Three financial services trade organizations had mixed reactions to an executive order, signed by President Trump last week, that calls for a massive review of cybersecurity efforts in government agencies, requires agencies to use one set of cybersecurity risk-management standards and holds agency heads accountable for protecting data.
Within the next 90 days, heads of executive departments and agencies must provide risk-management reports — some of which may be classified — to Homeland Security and the Office of Management and Budget detailing how they manage cyber-risks, what changes they plan to make, and what cybersecurity risks they’re willing to accept.
According to the order, agencies must also adopt the National Institute of Standards and Technology’s Framework for Improving Critical Infrastructure Cybersecurity, first issued in 2014, to manage cybersecurity risk.
“The executive branch has for too long accepted antiquated and difficult–to-defend IT,” the order said.
“Known but unmitigated vulnerabilities are among the highest cybersecurity risks faced by executive departments and agencies (agencies),” it added. “Known vulnerabilities include using operating systems or hardware beyond the vendor’s support lifecycle, declining to implement a vendor’s security patch, or failing to execute security-specific configuration guidance.”
The order also requires several agencies to coordinate on a report of how the tech-modernization efforts would work legally, financially and from a policy perspective. Reports on reducing cyber-threats such as automated and distributed attacks (botnets), building international cooperation on cybersecurity and supporting the growth of the country’s cybersecurity workforce are also on the list.
In addition, the Secretary of Energy and the Secretary of Homeland Security must issue a report on the potential effects of cyber-related power outages and gaps in readiness for those events.

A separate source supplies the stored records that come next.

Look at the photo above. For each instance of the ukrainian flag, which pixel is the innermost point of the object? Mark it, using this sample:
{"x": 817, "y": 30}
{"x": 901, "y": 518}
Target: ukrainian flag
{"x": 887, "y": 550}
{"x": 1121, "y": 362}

The Defense Department, Homeland Security and the FBI are required to issue a report about cybersecurity risks facing military operations and defense supply chains.
Further, the Department of Homeland Security and the Secretary of Commerce must report on how well existing government policies and practices promote market transparency of cyber risk management in “critical infrastructure entities,” especially those that are publicly traded.
The NCUA said it is currently reviewing the executive order and had no comment on its implications for the agency. CUNA, however, appeared somewhat skeptical of the order’s requirements.
“CUNA generally supports the use of the framework as a tool for credit unions but is concerned that mandatory use by federal agencies could eventually lead to making it a mandatory standard for financial institutions,” it said in a statement. “It should not create additional requirements, nor should it apply a one-size-fits-all approach for credit unions to demonstrate readiness. CUNA also believes that, should regulators determine new or additional cybersecurity requirements are necessary, those should be incorporated into existing frameworks and guidance.”
American Bankers Association President and CEO Rob Nichols praised the executive order in a statement, saying it “will enhance the security of government systems and help protect our critical financial infrastructure — and ultimately bank customers — through enhanced information sharing and greater cross-industry collaboration.”
“The financial services industry is committed to help protect our country’s critical sectors and economic security. America’s banks will continue to work closely with the White House, Congress and others to establish clear lines of public-private communication, while avoiding inconsistent or duplicative regulation that might undermine our efforts to protect banks and the customers they serve,” he added.
Kenneth E. Bentsen, Jr., who is president and CEO of the Securities Industry and Financial Markets Association (SIFMA) also applauded the executive order.
“We commend the Administration for its focus on the critically important issue of cybersecurity. Improving both the government’s and the private sector’s ability to defend against cyberattacks is a top priority for the financial services industry,” he said in a statement issued yesterday.
“The Administration’s Executive Order is a positive step forward for enhancing the cyber defense capability of the government, but we urge those agencies and departments not directly covered by this action to adopt these policies to better protect Americans,” he added.